Maghaberry medical authorities missed four chances to diagnose a brain tumour in a young prisoner who died two months after being released from jail, the Prisoner Ombudsman has found.

The man – whose family have asked that he remain anonymous – suffered unnecessarily because of a lack of co-ordination between the Prison Service and the South Eastern Health and Social Care Trust, the family’s solicitors say.

The tumour was inoperable and the Prisoner Ombudsman says the man would not have survived even if an early diagnosis had been made and concerns raised relate to his care regime and quality of life in the time left to him.

Madden and Finucane Solicitors managed to secure the terminally man’s release in late July 2014 through intervention with the Parole Commissioner for Northern Ireland, but he passed away in September.

The case was brought to the attention of the Prisoner Ombudsman after his family developed “serious concerns” about how he had been treated in Magherry. The family has welcomed the findings of the report, which recognises that prison medical staff missed opportunities to diagnose his condition and also criticised the failure to draw up an effective care plan. By the time he was admitted to hospital he was suffering from severe dehydration and malnutrition and had little time left to live.

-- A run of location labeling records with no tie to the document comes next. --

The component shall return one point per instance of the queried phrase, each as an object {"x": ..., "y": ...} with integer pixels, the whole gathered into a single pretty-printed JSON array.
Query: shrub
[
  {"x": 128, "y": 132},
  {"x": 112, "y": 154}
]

“The Prisoner Ombudsman’s report in this case makes concerning reading,” said Katie McAllister of Madden and Finucane. “It is clear that our client suffered due to a lack of communication and co-ordinated approach between the Northern Ireland Prison Service and the South Eastern Health and Social Care Trust, who now provides healthcare to all prisoners in Northern Ireland. Unfortunately, we regularly see such issues arise and it is clear that the current prison healthcare system is grossly substandard. The outcome in this case was the untimely and tragic death of a young man.”

The prisoner’s father said: “Our family welcomes the findings of the Prisoner Ombudsman Report and we hope that the authorities can learn from the mistakes made in my son’s case in order to prevent another family having to go through a similar ordeal.”

15 recommendations made in the report have been accepted by the South Eastern Health and Social Care Trust and the Prison Service.

Prisoner Ombudsman Tom McGonigle said: “This report again highlights the need for someone to actively take charge and manage the first line clinical care of patients in prison, where families are less able to assist or advocate on their behalf.”

"The fact that we also published a report last week which raised virtually identical issues reaffirms the need for the prison healthcare reform project to provide improved diagnoses and better palliative care for the terminally ill."